Suppressing miRNA-15a/-16 expression by interleukin-6 enhances drug-resistance in myeloma cells
© Hao et al; licensee BioMed Central Ltd. 2011
Received: 24 August 2011
Accepted: 22 September 2011
Published: 22 September 2011
The bone marrow microenvironment facilitates the survival, differentiation, and proliferation of myeloma (MM) cells. This study identified that microRNA-15a and -16 expressions tightly correlated with proliferation and drug sensitivity of MM cells. miRNA-15a/-16 expression in MM cells was significantly increased after treatment with cytotoxic agents. The interaction of bone marrow stromal cells (BMSC) with MM cells resulted in decreased miRNA-15a/-16 expression and promoted the survival of the MM cells. Interleukin-6 (IL-6) produced by BMSCs suppressed the expression of miRNA-15a and 16 in a time- and dose- dependent pattern, with the suppression on miRNA-15a being more significant than on miRNA-16. miRNA-15a-transfected MM cells were found to be arrested in G1/S checkpoint, and the transfected MM cells had decreased growth and survival. In conclusion, our data suggest that via suppressing miRNA-15a and -16 expressions, IL-6 secreted by BMSCs promotes drug-resistance in myeloma cells.
To the Editor
microRNA -15a and -16 are located on chromosome 13, an area commonly deleted in MM. Deletion of chromosome 13 predicts a significantly reduced survival in patient with MM [9–11]. We thus focused on the functions of miRNA-15a and -16. We found that miRNA-15a/-16 expression in MM cells was significantly increased under melphalan and bortezomib treatment (Figure 1B). Moreover, dexamethasone sensitive MM cell line, MM1S, expressed higher level of miRNA-15a than the resistant MM1R. miRNA-15a expression in MMIS and MM1R was 909.73 ± 7.12 and 134.88 ± 19.85 (p < 0.01), respectively, and miRNA-16 expression in those cells was 9.83 ± 2.01 and 9.20 ± 3.81 (p > 0.05), respectively. Interestingly, the interaction of MM cells with MM-BMSCs inhibited miRNA-15a and -16 expressions in MM cells. (Figure 1B) IL-6 secreted by MM-BMSCs decreased expression of miRNA-15a and -16 in myeloma cells in a time- and dose- dependent pattern. (Figure 1C,D) The suppression on miRNA-15a was more significant than on miRNA-16 in myeloma cells. Previous study has identified cyclinD1, cyclinD2 and CDC25A as the targets of miRNA-15a . Our data further showed that miRNA-15a-transfected MM cells were arrested in G1/S checkpoint. The over-expression of miRNA-15a inhibited growth and survival of the transfected MM cells.

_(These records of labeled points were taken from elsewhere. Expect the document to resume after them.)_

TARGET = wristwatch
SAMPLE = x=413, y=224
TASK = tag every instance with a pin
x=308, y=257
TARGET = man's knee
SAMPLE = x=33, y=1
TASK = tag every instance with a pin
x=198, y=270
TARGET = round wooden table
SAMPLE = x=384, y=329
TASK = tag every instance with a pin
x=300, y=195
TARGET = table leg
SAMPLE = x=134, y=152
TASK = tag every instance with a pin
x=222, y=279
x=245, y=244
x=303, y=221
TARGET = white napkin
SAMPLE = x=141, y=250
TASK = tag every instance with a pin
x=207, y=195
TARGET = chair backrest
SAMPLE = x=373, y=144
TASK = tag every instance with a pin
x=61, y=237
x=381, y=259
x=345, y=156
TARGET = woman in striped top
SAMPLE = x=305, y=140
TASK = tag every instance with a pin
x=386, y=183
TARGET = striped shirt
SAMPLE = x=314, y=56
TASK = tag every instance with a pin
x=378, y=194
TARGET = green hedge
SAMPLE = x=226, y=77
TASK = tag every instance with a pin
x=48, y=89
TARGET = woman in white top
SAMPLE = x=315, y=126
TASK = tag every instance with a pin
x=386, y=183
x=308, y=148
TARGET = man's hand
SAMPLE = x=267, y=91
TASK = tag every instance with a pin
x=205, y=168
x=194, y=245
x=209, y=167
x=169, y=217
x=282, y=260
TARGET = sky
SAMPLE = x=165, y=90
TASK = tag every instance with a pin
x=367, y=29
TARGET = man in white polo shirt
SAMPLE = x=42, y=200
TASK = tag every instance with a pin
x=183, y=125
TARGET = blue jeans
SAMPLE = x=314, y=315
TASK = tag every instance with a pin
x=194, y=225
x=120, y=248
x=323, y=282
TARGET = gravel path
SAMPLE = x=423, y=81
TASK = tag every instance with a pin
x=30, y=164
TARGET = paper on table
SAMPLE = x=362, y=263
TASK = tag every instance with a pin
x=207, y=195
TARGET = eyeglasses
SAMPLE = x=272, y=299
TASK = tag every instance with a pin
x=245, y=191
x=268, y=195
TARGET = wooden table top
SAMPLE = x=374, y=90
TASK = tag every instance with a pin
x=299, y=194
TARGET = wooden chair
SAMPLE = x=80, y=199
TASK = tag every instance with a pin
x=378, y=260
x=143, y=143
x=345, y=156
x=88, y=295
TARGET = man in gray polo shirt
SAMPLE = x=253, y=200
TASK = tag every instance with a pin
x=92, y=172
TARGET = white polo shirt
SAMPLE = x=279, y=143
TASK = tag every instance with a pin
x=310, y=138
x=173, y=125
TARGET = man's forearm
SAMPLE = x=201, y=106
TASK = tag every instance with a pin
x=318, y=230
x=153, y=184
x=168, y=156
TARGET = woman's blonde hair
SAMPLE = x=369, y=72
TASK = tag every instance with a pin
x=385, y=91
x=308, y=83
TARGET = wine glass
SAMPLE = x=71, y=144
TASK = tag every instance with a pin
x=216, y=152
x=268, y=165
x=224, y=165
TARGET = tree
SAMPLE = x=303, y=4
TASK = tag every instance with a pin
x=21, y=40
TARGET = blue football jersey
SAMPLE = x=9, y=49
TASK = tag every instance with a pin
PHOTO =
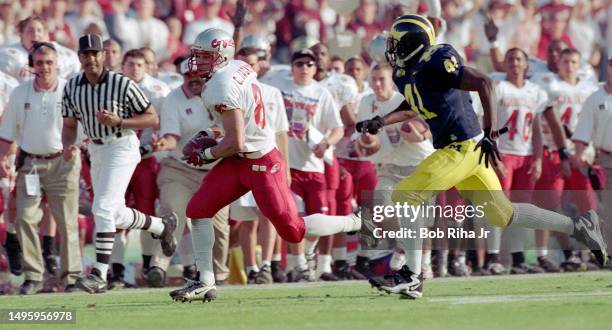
x=431, y=88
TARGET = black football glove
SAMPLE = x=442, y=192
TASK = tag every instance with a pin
x=488, y=147
x=372, y=126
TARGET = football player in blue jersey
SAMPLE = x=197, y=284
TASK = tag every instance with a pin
x=436, y=85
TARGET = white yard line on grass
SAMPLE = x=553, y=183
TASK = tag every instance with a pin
x=518, y=297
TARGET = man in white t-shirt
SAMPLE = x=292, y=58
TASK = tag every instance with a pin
x=566, y=95
x=250, y=158
x=34, y=122
x=344, y=90
x=595, y=126
x=182, y=115
x=520, y=104
x=244, y=209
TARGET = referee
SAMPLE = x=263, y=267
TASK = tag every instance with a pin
x=109, y=106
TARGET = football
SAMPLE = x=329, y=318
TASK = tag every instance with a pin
x=413, y=129
x=200, y=141
x=367, y=145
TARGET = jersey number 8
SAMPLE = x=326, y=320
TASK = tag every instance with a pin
x=260, y=113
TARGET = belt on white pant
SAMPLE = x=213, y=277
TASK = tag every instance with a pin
x=254, y=154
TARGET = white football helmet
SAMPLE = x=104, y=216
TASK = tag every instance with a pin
x=212, y=50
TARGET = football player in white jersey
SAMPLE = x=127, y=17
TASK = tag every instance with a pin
x=566, y=95
x=243, y=209
x=595, y=126
x=249, y=161
x=519, y=106
x=14, y=58
x=344, y=91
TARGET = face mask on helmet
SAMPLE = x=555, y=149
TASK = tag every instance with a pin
x=205, y=63
x=213, y=49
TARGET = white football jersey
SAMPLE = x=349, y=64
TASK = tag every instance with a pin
x=278, y=76
x=516, y=109
x=183, y=115
x=394, y=150
x=309, y=108
x=171, y=79
x=275, y=109
x=7, y=84
x=595, y=122
x=156, y=91
x=14, y=61
x=567, y=101
x=538, y=67
x=235, y=86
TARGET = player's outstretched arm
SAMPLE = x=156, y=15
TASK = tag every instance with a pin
x=374, y=125
x=474, y=80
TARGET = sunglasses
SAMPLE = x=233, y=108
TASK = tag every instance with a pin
x=300, y=64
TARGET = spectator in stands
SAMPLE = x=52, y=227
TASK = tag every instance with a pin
x=87, y=12
x=59, y=29
x=144, y=30
x=209, y=20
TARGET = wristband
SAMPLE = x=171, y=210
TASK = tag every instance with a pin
x=563, y=155
x=208, y=154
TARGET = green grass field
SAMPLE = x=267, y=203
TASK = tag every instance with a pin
x=561, y=301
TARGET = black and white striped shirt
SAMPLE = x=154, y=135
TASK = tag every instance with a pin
x=113, y=92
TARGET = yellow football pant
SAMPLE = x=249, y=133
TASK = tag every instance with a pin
x=456, y=165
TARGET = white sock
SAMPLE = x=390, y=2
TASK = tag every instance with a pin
x=397, y=261
x=291, y=261
x=118, y=254
x=426, y=257
x=301, y=262
x=412, y=246
x=128, y=218
x=339, y=253
x=493, y=240
x=10, y=227
x=185, y=250
x=517, y=238
x=103, y=268
x=203, y=240
x=310, y=246
x=531, y=216
x=324, y=225
x=323, y=264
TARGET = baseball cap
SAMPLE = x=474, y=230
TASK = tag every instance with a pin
x=305, y=52
x=90, y=42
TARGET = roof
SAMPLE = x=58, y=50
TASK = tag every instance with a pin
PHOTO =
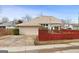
x=75, y=24
x=41, y=20
x=7, y=24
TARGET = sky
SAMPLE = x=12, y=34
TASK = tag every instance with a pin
x=69, y=12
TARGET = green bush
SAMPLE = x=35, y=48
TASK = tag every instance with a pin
x=15, y=31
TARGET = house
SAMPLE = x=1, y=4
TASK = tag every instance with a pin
x=32, y=27
x=73, y=26
x=9, y=25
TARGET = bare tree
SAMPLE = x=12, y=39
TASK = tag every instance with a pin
x=5, y=19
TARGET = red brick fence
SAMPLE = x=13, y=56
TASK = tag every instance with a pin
x=45, y=35
x=5, y=31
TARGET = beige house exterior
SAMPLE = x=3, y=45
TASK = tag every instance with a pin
x=32, y=27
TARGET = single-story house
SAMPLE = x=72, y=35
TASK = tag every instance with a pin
x=32, y=27
x=9, y=25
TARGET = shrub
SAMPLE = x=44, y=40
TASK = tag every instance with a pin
x=16, y=31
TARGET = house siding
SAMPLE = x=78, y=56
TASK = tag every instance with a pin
x=28, y=30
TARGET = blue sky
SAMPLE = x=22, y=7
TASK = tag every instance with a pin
x=59, y=11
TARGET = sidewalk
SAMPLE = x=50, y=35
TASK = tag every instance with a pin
x=37, y=48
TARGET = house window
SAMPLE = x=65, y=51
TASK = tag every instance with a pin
x=44, y=24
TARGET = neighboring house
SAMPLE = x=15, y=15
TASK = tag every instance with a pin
x=71, y=26
x=32, y=27
x=10, y=24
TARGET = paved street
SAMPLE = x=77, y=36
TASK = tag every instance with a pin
x=13, y=44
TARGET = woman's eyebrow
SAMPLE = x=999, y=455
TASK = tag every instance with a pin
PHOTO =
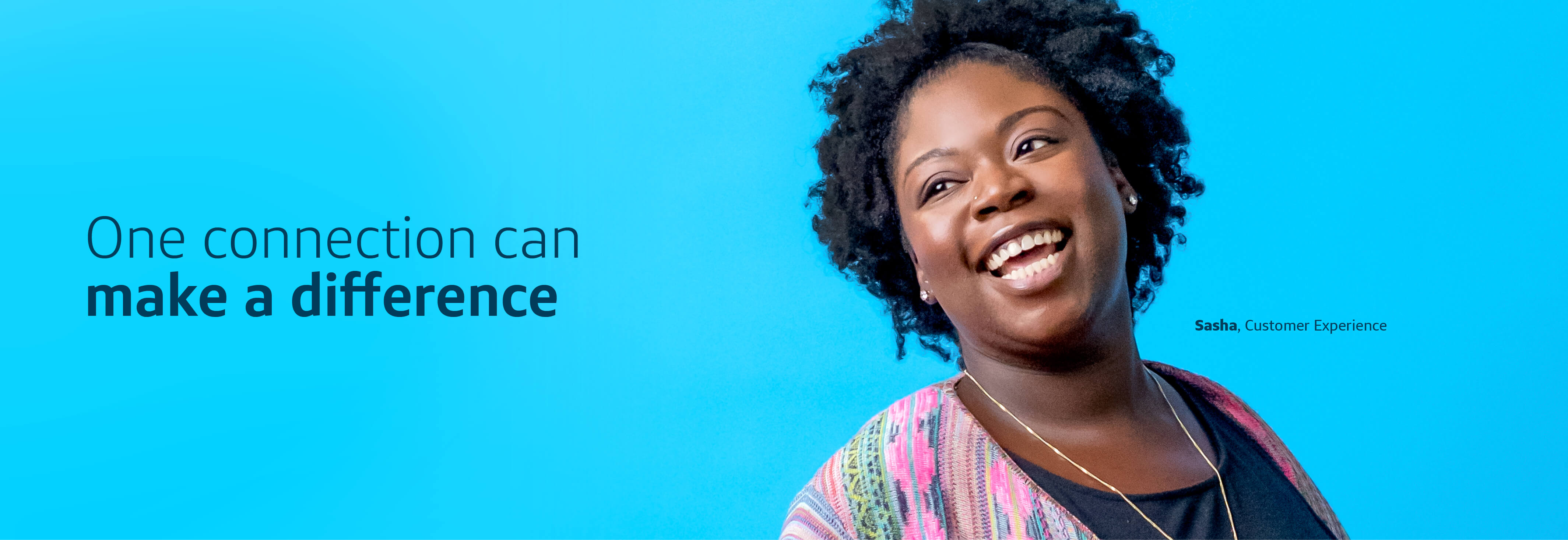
x=1012, y=120
x=929, y=156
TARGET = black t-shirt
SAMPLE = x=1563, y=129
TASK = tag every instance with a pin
x=1263, y=500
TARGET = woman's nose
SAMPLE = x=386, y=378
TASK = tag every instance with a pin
x=1001, y=190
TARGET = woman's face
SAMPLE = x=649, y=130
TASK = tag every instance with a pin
x=1015, y=221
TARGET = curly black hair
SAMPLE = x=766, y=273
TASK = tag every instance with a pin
x=1089, y=49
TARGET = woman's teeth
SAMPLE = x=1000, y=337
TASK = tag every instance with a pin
x=1034, y=268
x=1022, y=245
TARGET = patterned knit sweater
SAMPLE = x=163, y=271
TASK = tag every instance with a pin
x=924, y=469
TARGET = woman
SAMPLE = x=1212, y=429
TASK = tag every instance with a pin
x=1006, y=176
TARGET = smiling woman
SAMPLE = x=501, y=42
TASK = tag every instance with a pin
x=1006, y=176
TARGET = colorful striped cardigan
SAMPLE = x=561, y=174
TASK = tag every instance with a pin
x=924, y=469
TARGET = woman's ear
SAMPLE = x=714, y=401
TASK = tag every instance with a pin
x=1129, y=198
x=920, y=275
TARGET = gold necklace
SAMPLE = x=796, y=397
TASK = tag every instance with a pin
x=1224, y=497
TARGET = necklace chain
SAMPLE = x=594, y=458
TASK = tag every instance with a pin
x=1224, y=497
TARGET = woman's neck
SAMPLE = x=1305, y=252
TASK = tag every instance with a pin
x=1090, y=386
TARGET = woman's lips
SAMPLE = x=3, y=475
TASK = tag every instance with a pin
x=1029, y=254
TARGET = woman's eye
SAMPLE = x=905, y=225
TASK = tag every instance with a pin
x=938, y=187
x=1034, y=145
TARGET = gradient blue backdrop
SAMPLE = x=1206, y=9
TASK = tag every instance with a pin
x=1379, y=162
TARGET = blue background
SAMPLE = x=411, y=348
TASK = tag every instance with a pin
x=1377, y=162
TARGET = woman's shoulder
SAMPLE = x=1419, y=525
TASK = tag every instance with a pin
x=871, y=486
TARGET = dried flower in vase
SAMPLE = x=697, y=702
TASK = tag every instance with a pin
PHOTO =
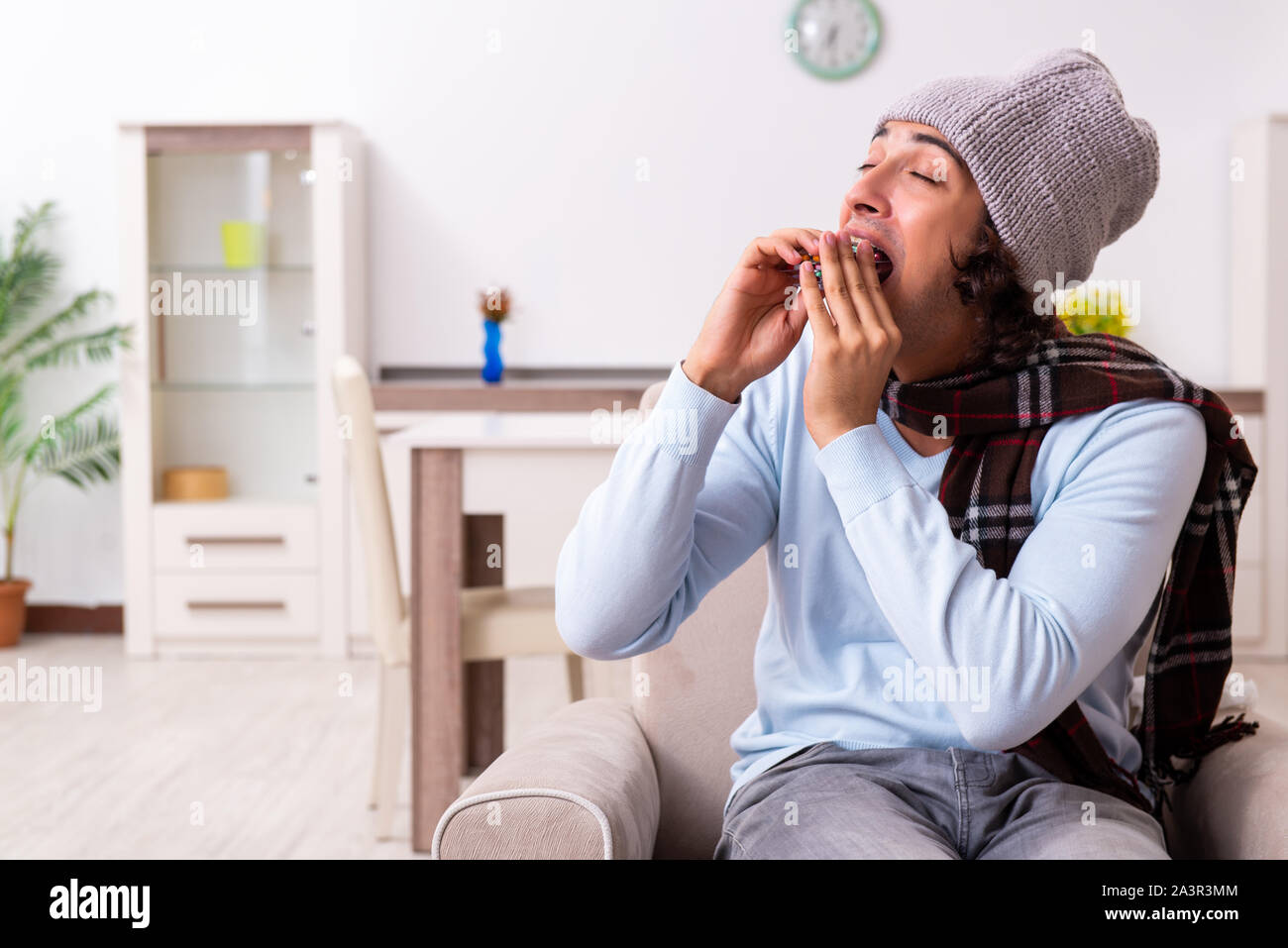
x=494, y=304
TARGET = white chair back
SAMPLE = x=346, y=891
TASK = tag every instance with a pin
x=385, y=607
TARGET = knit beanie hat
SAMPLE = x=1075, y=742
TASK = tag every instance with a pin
x=1061, y=166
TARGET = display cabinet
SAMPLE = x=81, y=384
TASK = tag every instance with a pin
x=243, y=268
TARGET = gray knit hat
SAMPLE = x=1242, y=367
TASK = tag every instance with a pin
x=1061, y=166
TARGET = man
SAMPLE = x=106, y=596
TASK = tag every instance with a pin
x=970, y=519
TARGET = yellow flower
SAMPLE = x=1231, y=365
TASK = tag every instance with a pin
x=1094, y=308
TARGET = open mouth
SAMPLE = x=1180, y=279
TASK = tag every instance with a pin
x=885, y=266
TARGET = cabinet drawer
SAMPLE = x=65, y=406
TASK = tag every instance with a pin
x=235, y=537
x=227, y=607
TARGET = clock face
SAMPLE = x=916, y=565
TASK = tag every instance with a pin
x=837, y=38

In conclusion, this study identified that microRNA-15a and -16 expressions correlated well with proliferation and drug sensitivity of MM cells. MM-BMSCs enhanced the survival of the MM cells and protected them from drug-induced apoptosis by suppressing miRNA-15a/-16 expression. IL-6 secreted by the MM-BMSCs plays a pivotal role in this process.
Conflicts of Interests
The authors declare that they have no competing interests.
List of Abbreviation
bone marrow stromal cells
Vascular-Endothelial Growth Factor
enzyme-linked immunosorbent assay
This work was supported in part by grants from the National Natural Science Foundation of China (30871095 & 81172255). Tianjin Science and Technology Supporting Programme (09ZCGYSF01000) and Foundation for Youth Researcher of CAMS & PUMC.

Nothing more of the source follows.